Quem palestrou no curso?
No primeiro dia do evento participaram como palestrantes a representante do Movimento Nacional Cidadãs Positivas (MNCP), Sílvia Aloia; a coordenadora municipal DST/Aids de Viamão, Maria Letícia Ikeda; o escrivão da polícia civil da Deam de Viamão, Marco Antônio Serpa e a coordenadora da Coletivo Feminino Plural, Telia Negrão. Já no segundo dia de evento, os palestrantes foram a coordenadora executiva da Anaids, Marcia Leão que também coordena o Fórum de Ongs Aids do RS; a coordenadora do Centro de Referência da Mulher, de Canoas, Renata Jardim; a perita criminal do Instituto Geral de Perícias (IGP), Andrea Brochier e a coordenadora do Projeto Conexões, Neusa Heinzelmann. Conselheiras de Saúde, de Direitos da Mulher e profissionais das Redes trouxeram suas realidades e demandas.
 

De onde veio esta ideia?
o Projeto Conexões – Estratégias Intergradas de Combate ao HIV/Aids e a Violência de Gênero surge a partir da campanha internacional “Women Won’t Wait – Mulheres não Esperam Mais – acabemos com a violência e a Aids já” criada em 2006 para abordar a relação entre as duas epidemias.  A Coletivo Feminino Plural coordena esta campanha no Brasil, ao lado da Ong Gestos, do Recife.

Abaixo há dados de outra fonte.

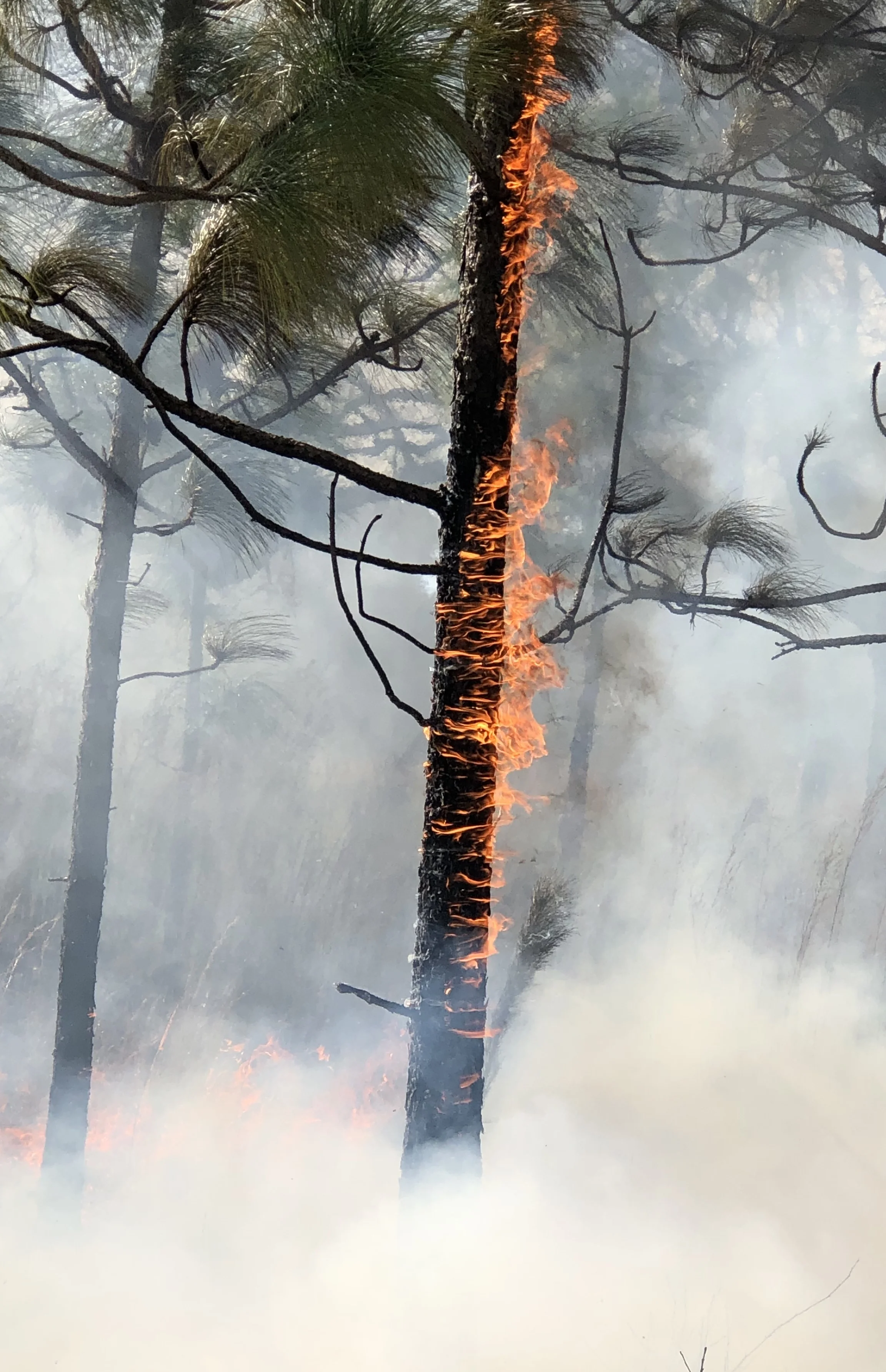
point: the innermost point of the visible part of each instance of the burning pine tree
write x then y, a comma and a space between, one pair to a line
306, 149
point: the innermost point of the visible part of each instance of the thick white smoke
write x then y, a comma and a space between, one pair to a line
685, 1153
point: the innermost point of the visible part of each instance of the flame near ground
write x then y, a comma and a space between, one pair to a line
685, 1156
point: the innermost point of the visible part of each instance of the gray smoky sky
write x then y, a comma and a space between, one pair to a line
683, 1143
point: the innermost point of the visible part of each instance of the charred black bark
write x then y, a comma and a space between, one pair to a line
445, 1087
82, 920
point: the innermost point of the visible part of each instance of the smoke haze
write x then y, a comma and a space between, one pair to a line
685, 1138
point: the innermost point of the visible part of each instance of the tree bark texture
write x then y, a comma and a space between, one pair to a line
448, 1029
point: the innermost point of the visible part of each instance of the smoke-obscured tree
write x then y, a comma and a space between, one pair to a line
313, 158
91, 261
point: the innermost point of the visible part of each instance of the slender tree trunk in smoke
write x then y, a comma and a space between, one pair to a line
574, 820
456, 924
72, 1064
177, 945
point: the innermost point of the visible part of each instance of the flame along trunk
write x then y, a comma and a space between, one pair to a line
489, 662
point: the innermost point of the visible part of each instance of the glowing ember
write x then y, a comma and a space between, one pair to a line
505, 663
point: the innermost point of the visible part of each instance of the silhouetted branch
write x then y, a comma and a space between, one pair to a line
272, 525
819, 439
361, 639
375, 619
188, 672
394, 1008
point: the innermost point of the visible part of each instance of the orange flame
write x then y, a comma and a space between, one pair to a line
508, 665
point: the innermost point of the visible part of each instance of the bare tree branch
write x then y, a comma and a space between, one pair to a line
361, 639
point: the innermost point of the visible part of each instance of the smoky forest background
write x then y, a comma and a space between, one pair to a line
685, 1105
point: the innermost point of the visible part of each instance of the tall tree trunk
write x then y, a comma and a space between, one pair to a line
448, 1029
72, 1064
574, 818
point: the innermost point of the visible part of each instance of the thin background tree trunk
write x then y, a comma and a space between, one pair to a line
75, 1032
445, 1084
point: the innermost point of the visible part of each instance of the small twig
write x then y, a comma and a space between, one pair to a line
361, 639
188, 672
806, 1311
271, 525
84, 521
393, 1006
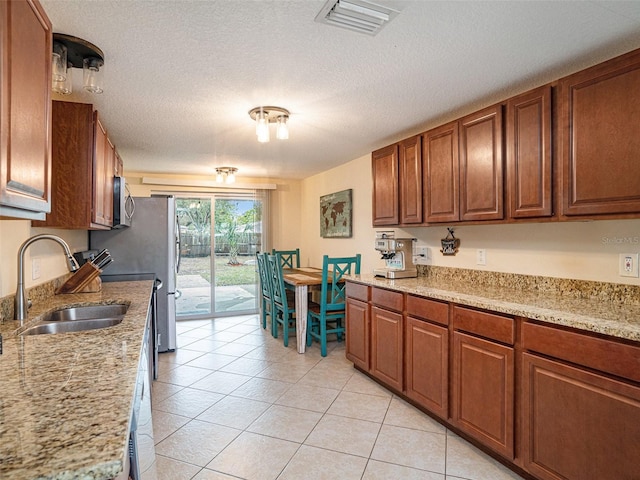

O que foi abordado no curso?
Entre os temas debatidos: “A violência de gênero e HIV/Aids”, “Violência Sexual”, “Atenção em Saúde e Enfrentamento à Violência contra a Mulher”, “Norma Técnica da Violência Sexual”; “Notificação da Violência”; “Notificação do HIV”, “Conceito de Rede: atenção em saúde e enfrentamento à violência contra a mulher”.
Fizeram parte da mesa de abertura do evento:
Abertura do evento com Sandra Sperotto e Neusa Heinzelmann,
A coordenadora do Conselho Municipal de Viamão, lara Fraga; a coordenadora Municipal DST/Aids de Viamão,Maria Letícia Ikeda; a coordenadora da Seção Estadual DST/Aids, Marina Silvestre; a secretária de Saúde de Viamão, Sandra Sperotto; a coordenadora da Ong Coletivo Feminino Plural e da Rede Feminista de Saúde dos Direitos Sexuais e Direitos Reprodutivos, Telia negrão; a coordenadora do Projeto Conexões, Neusa Heinzelmann; o escrivão da polícia civil da Deam de Viamão, Marco Antônio; as representantes do Fórum Ong Aids, Teresinha Dias e da Coordenadoria da Mulher de Viamão, Lisiane Pimentel.
Fonte: Projeto Conexões, por Claudia Sobieski e Telia Negrão, publicado em 10 de abril de 2015.